Eu, sempre minhocando coisas na cabeça, perguntava para minha mãe: mas, como os escravos ficavam jogando? Como eles podiam ficar brincando, sendo escravos? E se eram guerreiros, por que não faziam uma luta para sair da escravidão? Minha mãe não sabia o que responder, me olhava, assustada e dizia: vai brincar, guria. E eu via que ela mesma ficava a cismar.
Hoje eu me ocupo com algumas postagens na famigerada rede social, de um povo falando do beijo lésbico de duas mulheres velhas na Globo. Os comentários dizem de um grande avanço no campo dos direitos humanos, já que em rede tão oligopólica, isso pode ajudar a reduzir o preconceito contra os homossexuais. E mais, historizam o fato de que também a Globo já protagonizou o beijo entre Félix e Anjinho (dois homens), duas mulheres jovens e entre outro casal gay (também homens) na mais recente novela de igual horário. Tudo é celebrado como uma vitória dos direitos. Será? É essa maldita minhoquinha, voltando a roer meu cérebro.
De saída, penso que ninguém deveria celebrar a Globo. É uma rede oligopólica, que nasceu sob o manto do regime militar, disposta a criar uma “identidade nacional” tal como queriam os ditadores. Serviu a esses senhores e segue servindo à classe dominante. Nada do que dizem ou fazem está descolada dos interesses dessa gente. Como dizia Brizola, o povo é quem deveria ter o controle das concessões de rádio e TV. Enquanto o éter estiver na mãos dos graúdos, nada de bom – pelo menos para nossa classe – pode vir dali.
Os decantados beijos-gays devem ser vistos dentro de seus contextos, pois, no geral, os casais das novelas são ricos e bem-nascidos, logo, bem menos sujeitos à violência e ao repúdio. Não aparece nenhuma discussão de classe. Não precisa, porque a Globo não quer discutir o tema, apenas quer ganhar um público específico da Record, que por ser de uma igreja, rejeita a homossexualidade. É tudo um jogo de interesses, mas os interesses de uma determinada classe, que não é nossa, dos trabalhadores. É a de quem é dona dos meios de produção. Os que nos exploram.
Por isso lembrei da musiquinha dos escravos de Jó. Pois é o que me parece. A platinada omite as lutas sociais, criminaliza os pobres e lutadores, esteriliza a pobreza, mitifica a miséria, ajuda no processo interminável de opressão sobre os trabalhadores e ainda recebe aplausos por conta de um beijo gay? É como se ali estivessem os escravos de Jó, jogando caxangá, enquanto têm as suas vidas sugadas no sistema de mais-valia ideológica. Quando permanecem ligados à roda do consumo, sonhando comprar a marca da roupa da mocinha da novela, ou cortar o cabelo no modelito atual da Glória Pires.

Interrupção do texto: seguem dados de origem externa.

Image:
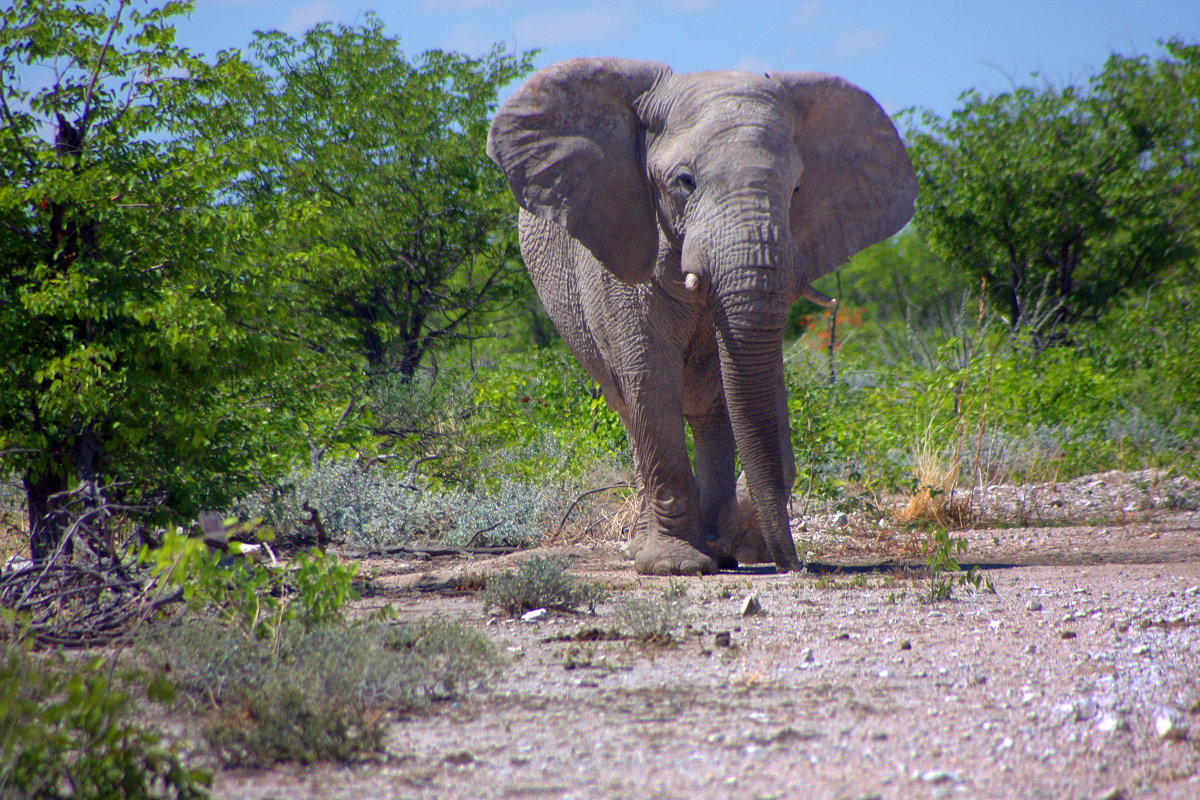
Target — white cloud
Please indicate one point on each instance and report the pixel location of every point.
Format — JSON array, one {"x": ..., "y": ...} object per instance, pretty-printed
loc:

O mesmo me parece que ocorre com a presença dos negros nas novelas da Globo. Cada vez tem mais. Mas qual é o destino de cada um? Agora eles até saíram um pouco do esteriótipo empregada doméstica/garçom/motorista. Já tem negro publicitário, jornalista, artista e até protagonista. Mas qual é a mensagem final desses personagens? No geral, esses que fogem do típico, sempre acabam se conformando nas formas do sistema. Ficam ricos e se vingam, galgam postos de mando e deixam de sofrer preconceito. Tudo parece se resolver com a ascensão financeira. Negro rico é palatável, bem como gay rico também. Ah, a classe…
A novela é um folhetim, não precisa ter mensagem nem fazer formação política, diriam alguns. É pura diversão, sensação pós-moderna. Discordo. Basta lembrar que grandes autores críticos fizeram história com seus folhetins, tais como Vitor Hugo, do clássico “os miseráveis”, que foi publicado em capítulos nos jornais franceses. Ou ainda, para citar alguns brasileiros, figuras como Lima Barreto e Manuel de Macedo, também publicados como folhetins. Logo, o problema não é a novela em si, mas o que se traz para publicar na novela. Os autores, sua visão de mundo, seu pensamento alinhado com a classe dominante.
Nesse sentido “democratizar a comunicação” precisa avançar muito mais do que simplesmente colocar mais negro, mais gay, mais pessoa com deficiência, mais beijo, mais isso, mais aquilo. Democratizar a comunicação é mudar o giro do poder. Quem decide o que vai ao ar? Quem produz? Ou isso ou seguiremos, freneticamente cruzando as mãos, como os escravos de Jó. Alegres, mas escravos ainda! …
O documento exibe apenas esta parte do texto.